Replace Components of a Game
A game could store some executable code in unsigned external files or crash on invalid data.
Chances: Although the copy protection would probably prevent us from running a signed game executable on a different CD, this file could become the key for starting our code, as soon as it is known how to run a game binary on a different CD or on hard disk. Using the game executable as a replacement for xboxdash.xbe is another idea. Perhaps we can change the cached data on hard disk instead of creating a modified CD/DVD.
Possible fixes: It is impossible for Microsoft to change the Xbox software, so that it won't run this game executable any more, because all media with this game would have to be exchanged then. But they could make the loader checksum parts of the DVD of this specific game so that the faulty game can only be executed on the unmodified DVD.
Network
Many games make use of the network connection. Faulty game software might crash on invalid data.
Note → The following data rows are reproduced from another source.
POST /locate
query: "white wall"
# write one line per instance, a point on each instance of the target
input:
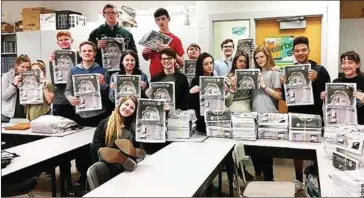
(351, 36)
(87, 8)
(330, 52)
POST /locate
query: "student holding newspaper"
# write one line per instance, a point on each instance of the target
(350, 64)
(129, 66)
(265, 100)
(114, 139)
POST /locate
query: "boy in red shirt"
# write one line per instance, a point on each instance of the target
(162, 19)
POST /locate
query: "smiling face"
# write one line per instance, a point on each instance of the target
(87, 52)
(208, 66)
(168, 62)
(228, 49)
(64, 42)
(261, 59)
(129, 62)
(110, 15)
(162, 22)
(22, 67)
(127, 108)
(349, 67)
(193, 53)
(301, 53)
(241, 62)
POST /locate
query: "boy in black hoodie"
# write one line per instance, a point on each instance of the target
(170, 74)
(319, 77)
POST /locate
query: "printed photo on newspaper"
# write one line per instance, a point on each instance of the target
(340, 104)
(86, 87)
(151, 121)
(126, 86)
(246, 45)
(153, 38)
(190, 68)
(164, 91)
(111, 54)
(63, 61)
(31, 89)
(247, 79)
(298, 87)
(212, 96)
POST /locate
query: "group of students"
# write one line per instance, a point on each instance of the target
(114, 138)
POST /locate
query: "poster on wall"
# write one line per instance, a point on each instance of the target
(281, 47)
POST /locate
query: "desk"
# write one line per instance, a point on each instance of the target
(37, 156)
(277, 148)
(178, 170)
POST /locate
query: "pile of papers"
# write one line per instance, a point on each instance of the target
(273, 126)
(348, 183)
(244, 125)
(305, 127)
(180, 124)
(218, 123)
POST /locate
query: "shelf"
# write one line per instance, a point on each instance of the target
(9, 53)
(12, 33)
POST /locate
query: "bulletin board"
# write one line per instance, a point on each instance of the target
(270, 28)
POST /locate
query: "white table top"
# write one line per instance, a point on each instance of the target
(196, 137)
(272, 143)
(37, 151)
(177, 170)
(30, 132)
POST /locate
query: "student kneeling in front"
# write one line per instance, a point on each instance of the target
(114, 139)
(88, 118)
(169, 74)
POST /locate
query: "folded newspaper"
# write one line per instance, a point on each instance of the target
(52, 124)
(180, 124)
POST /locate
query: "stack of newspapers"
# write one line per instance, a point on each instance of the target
(218, 123)
(348, 151)
(273, 126)
(180, 124)
(348, 183)
(305, 127)
(334, 134)
(245, 125)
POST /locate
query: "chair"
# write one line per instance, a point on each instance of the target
(97, 174)
(20, 188)
(255, 188)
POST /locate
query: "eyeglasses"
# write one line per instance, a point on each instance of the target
(169, 58)
(110, 13)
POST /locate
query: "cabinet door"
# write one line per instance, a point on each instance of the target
(270, 28)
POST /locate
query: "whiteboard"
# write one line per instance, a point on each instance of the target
(351, 38)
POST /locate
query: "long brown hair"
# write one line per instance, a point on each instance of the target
(268, 54)
(117, 123)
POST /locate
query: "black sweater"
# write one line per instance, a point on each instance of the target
(194, 103)
(98, 140)
(318, 86)
(181, 88)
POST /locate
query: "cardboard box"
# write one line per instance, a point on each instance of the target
(48, 21)
(31, 17)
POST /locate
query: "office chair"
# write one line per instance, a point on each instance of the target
(254, 188)
(97, 174)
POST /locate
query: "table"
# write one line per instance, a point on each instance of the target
(325, 169)
(37, 156)
(181, 169)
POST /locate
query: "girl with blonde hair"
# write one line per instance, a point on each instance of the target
(33, 111)
(114, 139)
(265, 100)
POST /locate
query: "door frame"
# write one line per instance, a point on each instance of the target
(263, 15)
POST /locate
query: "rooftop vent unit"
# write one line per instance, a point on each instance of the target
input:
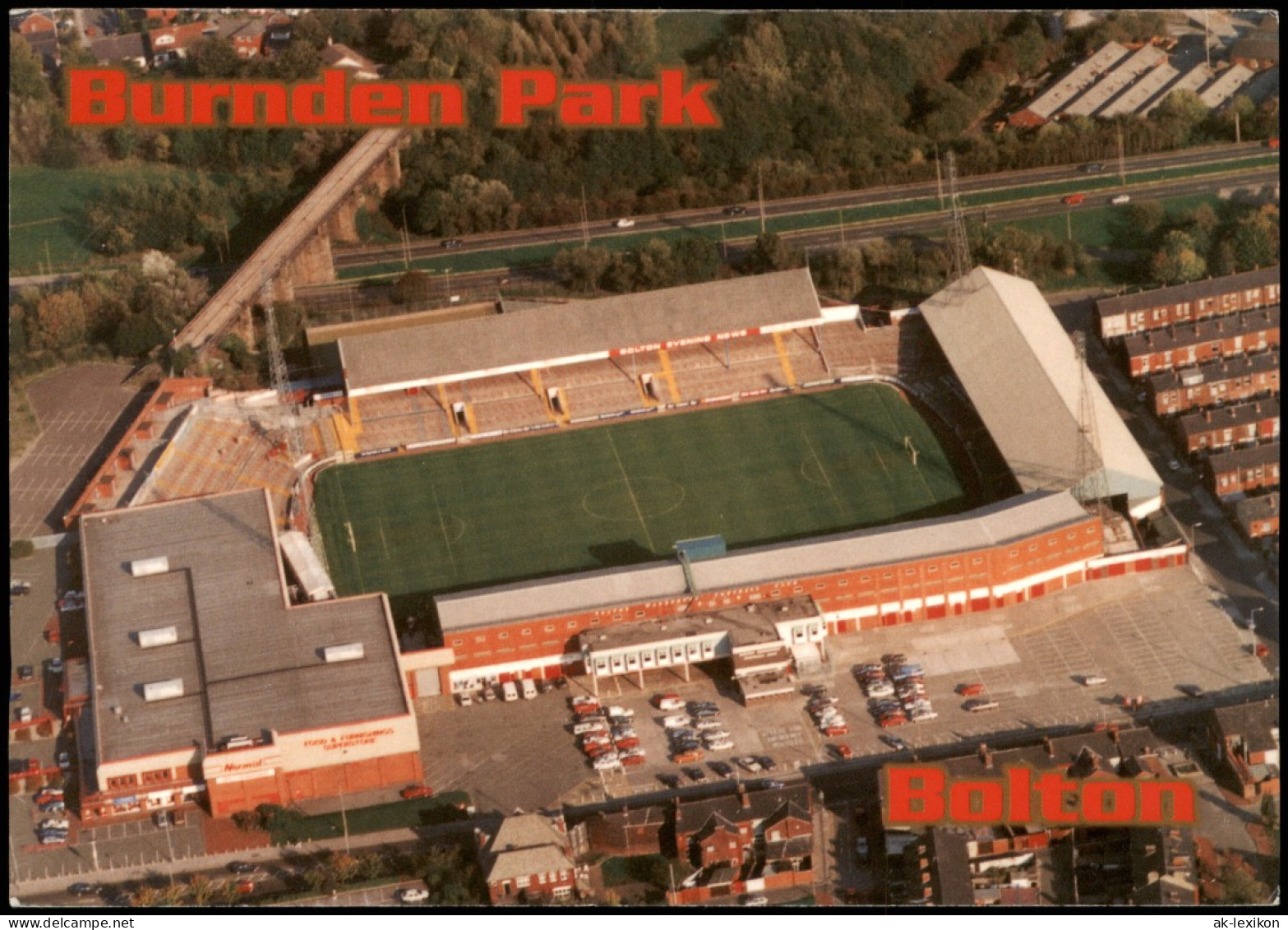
(143, 567)
(343, 653)
(163, 636)
(163, 691)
Chances: Just as with data on the hard disk or DVD, invalid data from the network connection might permit us to transmit our code. Bugs found in the Windows 2000 TCP/IP stack might also be in the Xbox software.
Possible fixes: Bugs in the kernel can be fixed, but bugs in software are, as already said, hard to fix.
USB hardware
The infrared receiver of the DVD remote control kit, which gets plugged into one of the USB ports, contains some ROM.
Chances: Modifying the ROM of the infrared receiver might make it possible to execute our code. Building our own (faulty) USB device might crash xboxdash.xbe. Both approaches are complicated and expensive, though.
Possible fixes: Unclear, since it is not known how exactly the ROM works.
LPC Port
It is possible to connect LPC hardware to the 15 LPC pins onm the board. Microsoft's internal version of the Xbox had a Super I/O chip with a serial port connected to it.
Chances: By connecting a device to the LPC port, we might be able to replace the ROM this way, or influence the Xbox kernel in another way (the first (US) kernel version included detection routines for a Super I/O chip at the LPC, and routines to access the serial port, but these are now removed).
Possible fixes: Microsoft might remove the debug pins or disable the corresponding kernel functions (they already have?).
Conclusion
There are many possible attacks. Most of them only work if there are bugs in the system software. Since Microsoft has had severe security problems with its software in the past, there might be a good chance to successfully hack the Xbox.